2007 provisional results show there has been a 17 percentage point increase in the number of 14-year-old pupils achieving level 5 or above in English, a 16 percentage point increase in mathematics and a 13 percentage point increase in science at key stage 3 since 1997. At key stage 4, 60.8 per cent. of pupils aged 15 achieved five or more good GCSEs—a 15.7 percentage point increase since 1997—which means the 2008 60 per cent. target for the percentage achieving 5+ A*-C grades has been achieved a year early.

Through the Building Schools for the Future and Academies programmes we are investing £9.3 billion over the three years 2007-2008 to 2010-2011 to rebuild or refurbish every secondary school in England.

More than 2,800 secondary schools—88 per cent. of the total—have specialist school status and we are on track to achieve the target of every eligible school achieving specialist status by next year. More than 300 schools have either become Trusts or are working towards Trust status enabling them to work with external partners to create a distinctive ethos and direction for their school.

There are now 83 academies open in 49 local authorities. The Government are firmly committed to establishing 400 academies and regard the scaling up of the programme as a national imperative, supported by the growing body of evidence—improved GCSE results and key stage 3 results; and independent reports by the National Audit Office, PricewaterhouseCooper and Ofsted that academies are proving to be highly effective.

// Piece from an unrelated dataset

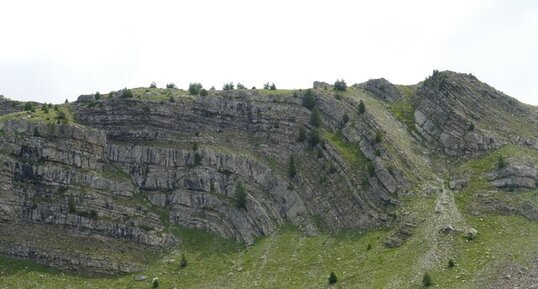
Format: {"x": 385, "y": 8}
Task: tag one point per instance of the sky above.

A further 50 academies are projected to open in each of the following three years, (2008 to 2010), thereby exceeding the target of 200 academies by 2010.

There is more work still to do. In recent years, the number of children eligible for free school meals achieving five good GCSEs has improved faster than the national average, but we need to do more to tackle some of the gaps between economically disadvantaged pupils and their peers, and between boys and girls.

The Secondary National Strategy for School Improvement is at the heart of our work to transform secondary education and spreads effective teaching and learning to all schools through training and materials, a comprehensive development programme for teachers and support from local consultants who are experts in their field. This year we will be renewing the secondary frameworks for teaching to provide teachers with resources to capitalise on the opportunity presented by the new secondary curriculum to accelerate progress for all pupils.

To ensure that all pupils are able to fulfil their potential, we continue to seek to improve attendance and behaviour in schools. Our national programme will strengthen schools’ capacity, to increase significantly the two-thirds of secondary schools judged good or outstanding by Ofsted in standards of behaviour. The Children’s Plan set for all local authorities the goal of 5 per cent. or fewer ‘persistent absentees’ amongst their secondary pupils by 2011, reducing the level by a third compared to 2006.